Well, that's the idea, it's been rather hard work so far, with all kinds of issue, even with IBMs help. I'm not allowed to speak my true opinion on all the issues, but the important thing is Richard and I have actually managed to get the system to a point where it's working pretty well on our alpha site.
And so now it's time upgrade Carpenters Connect to RegenTV. Which is what I've been doing this week and what I'll be doing for the next month or so, except for next week, when I'll be on holiday in Spain, so there may not been any website updates from Monday until I get back on Sunday.

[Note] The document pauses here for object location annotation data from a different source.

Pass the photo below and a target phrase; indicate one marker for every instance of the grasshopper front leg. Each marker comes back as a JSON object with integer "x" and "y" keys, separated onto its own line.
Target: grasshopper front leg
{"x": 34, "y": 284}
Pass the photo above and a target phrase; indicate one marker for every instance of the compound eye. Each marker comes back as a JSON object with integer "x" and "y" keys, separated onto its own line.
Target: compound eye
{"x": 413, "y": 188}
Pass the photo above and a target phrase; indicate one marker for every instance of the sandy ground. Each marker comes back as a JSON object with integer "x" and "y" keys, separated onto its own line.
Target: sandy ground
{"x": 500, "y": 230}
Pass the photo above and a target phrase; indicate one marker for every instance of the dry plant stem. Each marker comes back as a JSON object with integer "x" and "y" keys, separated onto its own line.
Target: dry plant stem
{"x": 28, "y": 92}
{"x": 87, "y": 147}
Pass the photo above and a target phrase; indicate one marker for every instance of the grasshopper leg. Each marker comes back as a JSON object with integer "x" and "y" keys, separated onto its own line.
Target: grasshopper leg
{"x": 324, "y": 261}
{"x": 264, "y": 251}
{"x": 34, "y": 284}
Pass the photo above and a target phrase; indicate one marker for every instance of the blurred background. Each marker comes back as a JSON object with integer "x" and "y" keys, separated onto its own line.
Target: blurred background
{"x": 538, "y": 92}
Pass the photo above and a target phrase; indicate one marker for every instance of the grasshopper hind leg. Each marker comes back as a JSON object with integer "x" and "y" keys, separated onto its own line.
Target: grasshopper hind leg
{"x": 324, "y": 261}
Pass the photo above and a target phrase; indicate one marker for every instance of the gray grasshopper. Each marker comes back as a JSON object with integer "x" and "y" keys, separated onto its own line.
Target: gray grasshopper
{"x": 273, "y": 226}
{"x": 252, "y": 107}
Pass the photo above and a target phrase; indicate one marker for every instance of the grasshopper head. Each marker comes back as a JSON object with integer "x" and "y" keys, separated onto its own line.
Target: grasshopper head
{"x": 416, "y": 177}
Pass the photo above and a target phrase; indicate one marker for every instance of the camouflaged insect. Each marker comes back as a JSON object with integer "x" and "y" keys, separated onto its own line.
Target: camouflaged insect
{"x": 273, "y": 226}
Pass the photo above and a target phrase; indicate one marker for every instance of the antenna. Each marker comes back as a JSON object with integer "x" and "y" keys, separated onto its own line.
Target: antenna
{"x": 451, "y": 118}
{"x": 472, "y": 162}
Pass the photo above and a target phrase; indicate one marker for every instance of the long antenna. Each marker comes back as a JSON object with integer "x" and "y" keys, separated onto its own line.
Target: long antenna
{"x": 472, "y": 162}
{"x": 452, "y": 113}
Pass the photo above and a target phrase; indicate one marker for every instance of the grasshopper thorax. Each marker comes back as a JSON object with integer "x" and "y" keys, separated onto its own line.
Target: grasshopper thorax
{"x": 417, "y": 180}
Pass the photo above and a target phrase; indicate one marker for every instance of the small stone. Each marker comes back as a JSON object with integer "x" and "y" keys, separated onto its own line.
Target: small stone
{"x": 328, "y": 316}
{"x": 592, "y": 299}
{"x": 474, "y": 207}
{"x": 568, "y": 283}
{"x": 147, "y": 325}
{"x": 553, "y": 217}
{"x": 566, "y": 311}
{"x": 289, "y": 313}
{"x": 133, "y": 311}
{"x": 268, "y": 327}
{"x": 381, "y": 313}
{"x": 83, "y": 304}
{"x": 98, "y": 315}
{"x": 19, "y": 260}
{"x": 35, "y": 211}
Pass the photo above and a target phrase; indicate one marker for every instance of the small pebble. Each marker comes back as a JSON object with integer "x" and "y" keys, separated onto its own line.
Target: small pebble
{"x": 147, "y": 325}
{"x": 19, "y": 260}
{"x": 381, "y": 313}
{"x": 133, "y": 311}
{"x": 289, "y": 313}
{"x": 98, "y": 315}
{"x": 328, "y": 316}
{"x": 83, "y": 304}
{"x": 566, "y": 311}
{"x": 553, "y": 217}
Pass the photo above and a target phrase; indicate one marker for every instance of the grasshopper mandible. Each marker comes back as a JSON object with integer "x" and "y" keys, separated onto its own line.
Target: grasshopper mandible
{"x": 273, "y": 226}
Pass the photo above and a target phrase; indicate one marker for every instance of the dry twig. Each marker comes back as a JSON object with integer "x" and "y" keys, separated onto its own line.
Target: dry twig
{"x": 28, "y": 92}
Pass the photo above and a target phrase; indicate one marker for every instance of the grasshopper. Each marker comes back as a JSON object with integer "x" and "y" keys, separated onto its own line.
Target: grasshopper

I can't wait to get away and relax a bit. Especially as I got my car clamped in the work car park today as I forgot to put my permit in the windscreen. Annoyingly the clampers were closed when I rang them at 5.40pm, so I'm staying in London tonight, thanks to Richard for putting up with me.
Anyway, holidays. I loved my break in Wales last month, but there was loads of driving. It'll be nice to spend a week in the sun, sitting next to the pool, eating in a restaurant and drinking sangria in the evenings, with absolutely nothing to do. Talking of Wales, I've finally uploaded the last of my Wales pictures in the images section.
Now, back to work. We're lacking somewhat in documentation at the moment, so while we rebuild Carpenters both of us will be using our web sites to document the process where possible. Most of mine will be in the docs section and Richard has started a techie blog. The idea of RegenTV is that anyone should be able to come along, read our documentation and build a system. Obviously we'd prefer you give us a pile of cash and we'll give you the benefit of our years of experience and the bits we didn't write down ;)
In the mean time, on my site you'll find our todo list and the start of my LDAP server documentation. It's incredibly useful technology, if not as supported as it should be in the basic network services packages (DHCP and BIND spring to mind).
So you can look forward to all kinds of incredibly exciting (to me) documents about our experiences of setting things up from scratch. Today we've setup our Cisco PIX firewall, mostly, and created an LDAP directory, mostly.